Step 2 :We are asked whether the population needs to be normally distributed for the sampling distribution of \(\bar{x}\) to be approximately normally distributed.
Step 3 :The answer is no. According to the Central Limit Theorem, regardless of the shape of the underlying population, the sampling distribution of \(\bar{x}\) becomes approximately normal as the sample size, \(n\), increases.
Step 4 :We are also asked to find the sampling distribution of \(\bar{x}\).
Step 5 :To do this, we first calculate the standard deviation of the sampling distribution, \(\sigma_{\bar{x}}\), which is equal to \(\sigma / \sqrt{n}\).
Step 6 :Substituting the given values, we get \(\sigma_{\bar{x}} = 5 / \sqrt{60} \approx 0.645\).
Step 7 :The mean of the sampling distribution, \(\mu_{\bar{x}}\), is equal to the population mean, \(\mu\), which is 52.
Step 8 :Therefore, the sampling distribution of \(\bar{x}\) is normal or approximately normal with \(\mu_{\bar{x}}=52\) and \(\sigma_{\bar{x}}=0.645\).

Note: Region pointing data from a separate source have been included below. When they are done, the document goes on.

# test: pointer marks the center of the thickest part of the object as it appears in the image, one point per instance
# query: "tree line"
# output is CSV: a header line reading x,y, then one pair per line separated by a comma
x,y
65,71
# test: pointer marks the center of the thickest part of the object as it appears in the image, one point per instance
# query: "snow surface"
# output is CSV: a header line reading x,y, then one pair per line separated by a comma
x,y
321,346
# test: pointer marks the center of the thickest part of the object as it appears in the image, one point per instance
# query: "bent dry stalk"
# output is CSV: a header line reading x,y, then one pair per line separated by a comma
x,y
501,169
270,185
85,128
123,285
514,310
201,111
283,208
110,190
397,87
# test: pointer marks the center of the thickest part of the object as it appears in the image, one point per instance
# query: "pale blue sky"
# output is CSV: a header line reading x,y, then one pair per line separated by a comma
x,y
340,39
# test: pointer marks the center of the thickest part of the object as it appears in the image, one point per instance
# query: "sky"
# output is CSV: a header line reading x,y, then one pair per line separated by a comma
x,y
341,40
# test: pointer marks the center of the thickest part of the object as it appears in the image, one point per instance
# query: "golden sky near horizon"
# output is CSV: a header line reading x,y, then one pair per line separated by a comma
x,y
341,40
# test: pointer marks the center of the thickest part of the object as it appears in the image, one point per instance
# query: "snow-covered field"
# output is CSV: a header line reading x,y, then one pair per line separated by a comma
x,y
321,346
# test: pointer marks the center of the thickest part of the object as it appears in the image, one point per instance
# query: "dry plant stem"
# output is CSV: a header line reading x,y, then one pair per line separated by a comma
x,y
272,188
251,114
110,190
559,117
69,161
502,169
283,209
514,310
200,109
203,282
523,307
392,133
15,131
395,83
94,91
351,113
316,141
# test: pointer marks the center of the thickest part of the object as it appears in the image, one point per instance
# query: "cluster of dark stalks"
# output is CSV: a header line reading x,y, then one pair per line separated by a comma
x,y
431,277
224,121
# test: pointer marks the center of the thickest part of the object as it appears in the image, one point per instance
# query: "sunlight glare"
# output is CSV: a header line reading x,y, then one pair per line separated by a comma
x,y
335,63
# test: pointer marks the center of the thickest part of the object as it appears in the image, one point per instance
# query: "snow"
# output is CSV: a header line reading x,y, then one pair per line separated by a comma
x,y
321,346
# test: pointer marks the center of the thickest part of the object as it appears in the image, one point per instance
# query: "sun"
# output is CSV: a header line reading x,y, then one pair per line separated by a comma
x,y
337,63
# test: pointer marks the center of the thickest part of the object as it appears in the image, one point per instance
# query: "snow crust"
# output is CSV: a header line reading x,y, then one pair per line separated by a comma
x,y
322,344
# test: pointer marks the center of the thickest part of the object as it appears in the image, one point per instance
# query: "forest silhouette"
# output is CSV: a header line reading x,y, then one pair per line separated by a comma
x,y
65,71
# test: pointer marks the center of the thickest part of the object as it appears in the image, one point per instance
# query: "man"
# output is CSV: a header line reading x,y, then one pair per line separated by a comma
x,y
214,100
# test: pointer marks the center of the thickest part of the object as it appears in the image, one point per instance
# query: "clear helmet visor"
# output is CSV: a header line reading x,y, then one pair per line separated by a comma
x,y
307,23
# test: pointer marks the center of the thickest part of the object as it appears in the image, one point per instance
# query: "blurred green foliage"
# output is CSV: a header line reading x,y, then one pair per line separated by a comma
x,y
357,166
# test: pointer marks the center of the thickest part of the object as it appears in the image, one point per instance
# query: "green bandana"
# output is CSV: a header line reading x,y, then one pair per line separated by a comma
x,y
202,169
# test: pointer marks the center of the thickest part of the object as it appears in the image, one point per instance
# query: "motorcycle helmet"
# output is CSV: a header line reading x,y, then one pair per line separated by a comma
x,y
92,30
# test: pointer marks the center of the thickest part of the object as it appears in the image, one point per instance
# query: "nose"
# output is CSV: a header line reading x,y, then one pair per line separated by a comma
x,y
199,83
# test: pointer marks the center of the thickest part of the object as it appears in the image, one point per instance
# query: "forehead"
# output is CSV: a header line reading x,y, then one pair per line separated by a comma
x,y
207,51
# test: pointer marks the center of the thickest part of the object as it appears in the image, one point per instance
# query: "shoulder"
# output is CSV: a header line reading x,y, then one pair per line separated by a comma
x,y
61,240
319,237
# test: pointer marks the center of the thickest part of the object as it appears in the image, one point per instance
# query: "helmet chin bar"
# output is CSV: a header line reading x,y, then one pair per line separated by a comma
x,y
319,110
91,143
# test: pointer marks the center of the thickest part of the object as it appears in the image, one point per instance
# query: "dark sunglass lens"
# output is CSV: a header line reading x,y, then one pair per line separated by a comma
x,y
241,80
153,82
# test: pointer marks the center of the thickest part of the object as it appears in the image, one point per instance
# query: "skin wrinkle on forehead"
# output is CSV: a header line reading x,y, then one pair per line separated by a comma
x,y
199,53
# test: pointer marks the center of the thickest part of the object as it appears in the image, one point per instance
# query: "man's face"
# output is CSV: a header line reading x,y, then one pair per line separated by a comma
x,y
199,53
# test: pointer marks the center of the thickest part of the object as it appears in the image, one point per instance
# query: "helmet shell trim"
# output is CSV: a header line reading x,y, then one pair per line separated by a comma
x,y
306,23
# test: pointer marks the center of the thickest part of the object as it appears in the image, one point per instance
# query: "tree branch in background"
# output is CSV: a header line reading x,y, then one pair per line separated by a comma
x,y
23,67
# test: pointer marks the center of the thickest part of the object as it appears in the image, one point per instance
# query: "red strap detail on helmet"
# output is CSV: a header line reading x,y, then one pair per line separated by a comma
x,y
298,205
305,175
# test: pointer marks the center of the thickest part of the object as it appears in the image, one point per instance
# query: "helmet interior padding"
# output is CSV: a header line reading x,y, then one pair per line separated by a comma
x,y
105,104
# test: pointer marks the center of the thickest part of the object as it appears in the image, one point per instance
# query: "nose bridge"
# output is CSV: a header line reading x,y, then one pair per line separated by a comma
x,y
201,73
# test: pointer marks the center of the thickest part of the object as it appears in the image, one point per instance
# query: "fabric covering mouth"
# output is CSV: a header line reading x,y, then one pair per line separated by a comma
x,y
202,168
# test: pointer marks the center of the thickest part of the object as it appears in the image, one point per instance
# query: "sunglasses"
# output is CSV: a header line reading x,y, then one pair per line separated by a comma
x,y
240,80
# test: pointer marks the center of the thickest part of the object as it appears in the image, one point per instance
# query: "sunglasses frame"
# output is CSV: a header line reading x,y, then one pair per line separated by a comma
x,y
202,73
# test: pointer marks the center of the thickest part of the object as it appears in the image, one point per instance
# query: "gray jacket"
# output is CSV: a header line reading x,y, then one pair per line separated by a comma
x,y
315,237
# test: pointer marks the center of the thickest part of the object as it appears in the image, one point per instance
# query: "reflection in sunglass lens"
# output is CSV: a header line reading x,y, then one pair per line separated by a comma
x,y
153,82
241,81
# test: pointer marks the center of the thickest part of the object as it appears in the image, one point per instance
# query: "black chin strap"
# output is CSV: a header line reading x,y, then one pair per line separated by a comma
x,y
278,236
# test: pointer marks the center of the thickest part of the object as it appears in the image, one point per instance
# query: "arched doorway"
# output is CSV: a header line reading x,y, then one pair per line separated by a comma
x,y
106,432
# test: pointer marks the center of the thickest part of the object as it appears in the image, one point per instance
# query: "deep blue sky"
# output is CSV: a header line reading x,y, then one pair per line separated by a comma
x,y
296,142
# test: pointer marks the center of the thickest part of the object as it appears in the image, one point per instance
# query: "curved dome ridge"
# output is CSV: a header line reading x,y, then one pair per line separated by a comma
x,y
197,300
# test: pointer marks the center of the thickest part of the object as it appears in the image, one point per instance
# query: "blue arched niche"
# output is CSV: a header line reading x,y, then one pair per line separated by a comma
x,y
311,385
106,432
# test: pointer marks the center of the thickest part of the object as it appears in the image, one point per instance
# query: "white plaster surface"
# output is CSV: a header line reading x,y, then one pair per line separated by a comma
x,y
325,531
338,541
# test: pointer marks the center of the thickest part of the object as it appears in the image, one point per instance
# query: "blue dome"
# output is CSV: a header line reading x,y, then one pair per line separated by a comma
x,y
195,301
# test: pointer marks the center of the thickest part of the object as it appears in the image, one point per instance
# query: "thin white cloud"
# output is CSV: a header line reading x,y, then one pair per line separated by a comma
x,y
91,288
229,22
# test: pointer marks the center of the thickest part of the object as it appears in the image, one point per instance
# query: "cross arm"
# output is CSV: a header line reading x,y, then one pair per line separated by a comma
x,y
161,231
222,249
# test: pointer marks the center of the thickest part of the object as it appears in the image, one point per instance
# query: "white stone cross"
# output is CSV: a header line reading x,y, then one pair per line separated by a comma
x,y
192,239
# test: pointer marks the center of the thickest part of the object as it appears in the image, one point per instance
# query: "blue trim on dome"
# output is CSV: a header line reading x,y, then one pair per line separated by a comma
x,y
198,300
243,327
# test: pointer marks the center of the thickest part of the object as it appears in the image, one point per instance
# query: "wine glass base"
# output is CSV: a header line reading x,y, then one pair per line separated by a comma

Step 9 :\(\boxed{\text{Final Answer: }}\) The answer to the first question is no because the Central Limit Theorem states that regardless of the shape of the underlying population, the sampling distribution of \(\bar{x}\) becomes approximately normal as the sample size, \(n\), increases. The answer to the second question is that the sampling distribution of \(\bar{x}\) is normal or approximately normal with \(\mu_{\bar{x}}=52\) and \(\sigma_{\bar{x}}=0.645\).